I think my big adaptation came when I started lurking around the senior water stretch/aerobics class. I’ve only been able to go once…too much energy for me. The day my leg stopped working they were taunting me to join them….lol.
Instead of feeling sad about it, now I look it at as a challenge. One day I am going to get in there and do some mean splashing. Thanks for the inspiration!!!
Kathy, thanks for dropping by. Yes, I find myself looking for the adaption. Next, I want to hear about your class!
Nicole
Challenge, adapt, go with the flow, keep keeping on?
Not sure if I look at what MS deals me as challenges. I think my word would be obstacles. The challenge being to overcome the obstacles. Contend seems rather negative in a way maybe I will go google the dictionary.
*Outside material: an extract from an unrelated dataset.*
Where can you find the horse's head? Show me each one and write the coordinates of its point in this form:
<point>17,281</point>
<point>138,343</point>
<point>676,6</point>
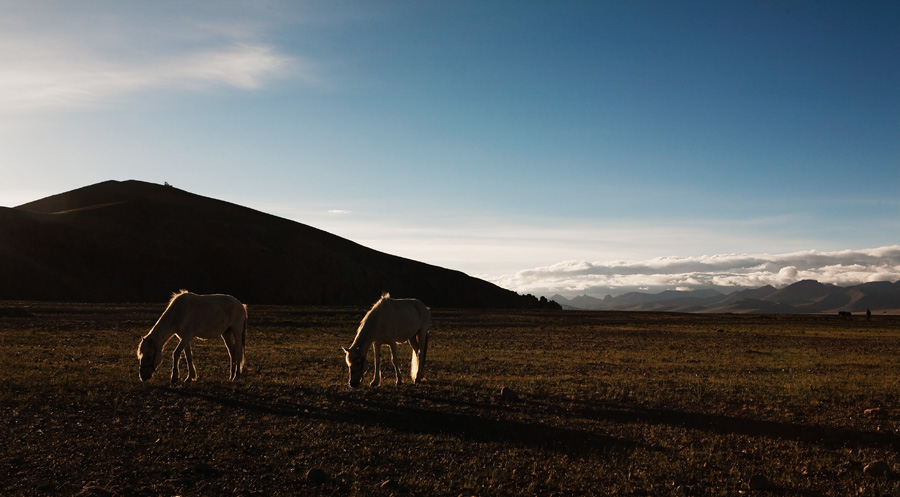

It is hard to deal with the losses. I am getting better at acceptance but I still wallow in the denial once in awhile. Often I mutter to myself the Star Trek line from the Borg – Resistance is Futile.
I just keep keeping on!
Jan
Jan, Wonderful! Keep the conversation coming. Its not the MS symptom that’s the challenge, but more so my negative perception of it. A perception that brings on a bunch of hindering attitudes and actions, such as refusing a chair lift that I desperately needed.
Nicole
Challenge is an interesting word because it implies you might “win” something. But then again in some ways you did.
I think I’m going to be a fan of water aerobics. I was a big exerciser in the past and I love water.
Matt, thanks for the read. This word challenge is sparking a lot of resistance! I’ll have to explain myself better!
But yes, you are right. In the end I did win! Water aerobics is the best!